What Your Bank Statement Reveals to Lenders
Applying for a mortgage includes providing the lender a substantial list of documentation related to your financial situation. You’ve likely seen the long list of documentation that mortgage shoppers are expected to provide along with their application. While tax returns and W-2s from your employer offer insight into your income, the credit report they obtain confirms your other outstanding debts and payment history.
However, one item likely to be on the list offers an even more detailed look into your money moves. Most lenders ask to see two to three months of your most recent bank statements. While it may be disconcerting to hand over something that can reveal your favorite restaurants or shops, knowing what the underwriters are looking for can reduce your apprehension.
One of the ways a bank statement informs a lending decision is by disclosing your bad habits. But we’re not talking about too much take-out. Instead, they’ll be more interested in your ability to manage your day-to-day finances.
A history of recent overdraft charges or checks that did not clear will be a big red flag that you’re not ready for the responsibility of a mortgage. Similarly, an average daily balance that struggles to stay in the black may prove to be tough to overcome if a mortgage will increase your monthly obligations.
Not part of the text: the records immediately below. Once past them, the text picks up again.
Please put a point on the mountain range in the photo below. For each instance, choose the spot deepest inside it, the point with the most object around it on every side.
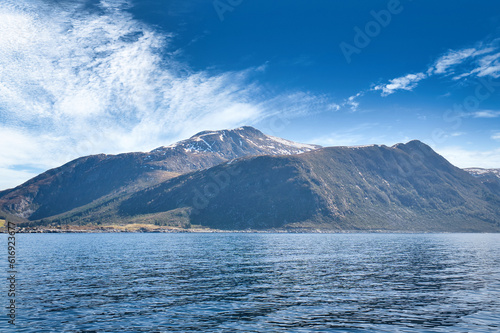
(243, 179)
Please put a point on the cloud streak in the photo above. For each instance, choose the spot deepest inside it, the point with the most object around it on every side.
(76, 81)
(407, 82)
(478, 61)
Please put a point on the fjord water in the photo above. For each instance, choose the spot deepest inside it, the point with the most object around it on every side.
(238, 282)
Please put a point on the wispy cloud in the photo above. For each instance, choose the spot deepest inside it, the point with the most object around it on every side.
(486, 114)
(474, 61)
(464, 158)
(76, 81)
(351, 101)
(449, 60)
(407, 82)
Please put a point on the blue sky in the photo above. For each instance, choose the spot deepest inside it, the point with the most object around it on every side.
(87, 77)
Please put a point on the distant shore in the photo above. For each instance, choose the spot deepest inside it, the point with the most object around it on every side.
(151, 228)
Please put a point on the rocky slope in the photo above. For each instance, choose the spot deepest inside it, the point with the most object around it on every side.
(98, 177)
(407, 187)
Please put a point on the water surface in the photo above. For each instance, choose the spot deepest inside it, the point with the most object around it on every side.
(257, 283)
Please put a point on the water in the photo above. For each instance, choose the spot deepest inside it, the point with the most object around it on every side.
(256, 283)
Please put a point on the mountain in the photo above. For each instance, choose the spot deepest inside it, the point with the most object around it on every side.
(97, 178)
(489, 177)
(243, 179)
(407, 187)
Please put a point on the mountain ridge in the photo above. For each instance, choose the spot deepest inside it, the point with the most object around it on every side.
(243, 179)
(85, 179)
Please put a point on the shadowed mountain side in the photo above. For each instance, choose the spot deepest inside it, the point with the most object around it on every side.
(407, 187)
(86, 179)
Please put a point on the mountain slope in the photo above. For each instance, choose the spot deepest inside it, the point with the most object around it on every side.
(489, 177)
(407, 187)
(87, 179)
Since most lenders will also require some level of reserve funds to remain after closing, the glimpse into your checking and savings accounts confirms you meet those requirements as well.
Several months of bank statements will also demonstrate that you aren’t relying on anyone else to pay your bills. If the bank of mom and dad are making regular deposits to help you out, or your down payment came from somewhere other than your own savings efforts, the lender wants to know about it.
If your records show income or large deposits beyond what is reflected on the W-2 forms you provide, be prepared to explain. Many loan programs allow down payment assistance but require additional documentation from the gifter, ensuring that it won’t need to be repaid.
While your credit report will disclose most of your debt in detail, reviewing bank statements is an opportunity for underwriters to spot any additional obligations that might impact your borrowing power. If you have a personal loan you repay monthly, it will likely need to be calculated in your debt-to-income ratio, even if it does not appear on your credit report.
On the other hand, a history of consistent on-time payments to your utility providers, landlord, or other established entity will showcase your reliability and support your goal of buying a home.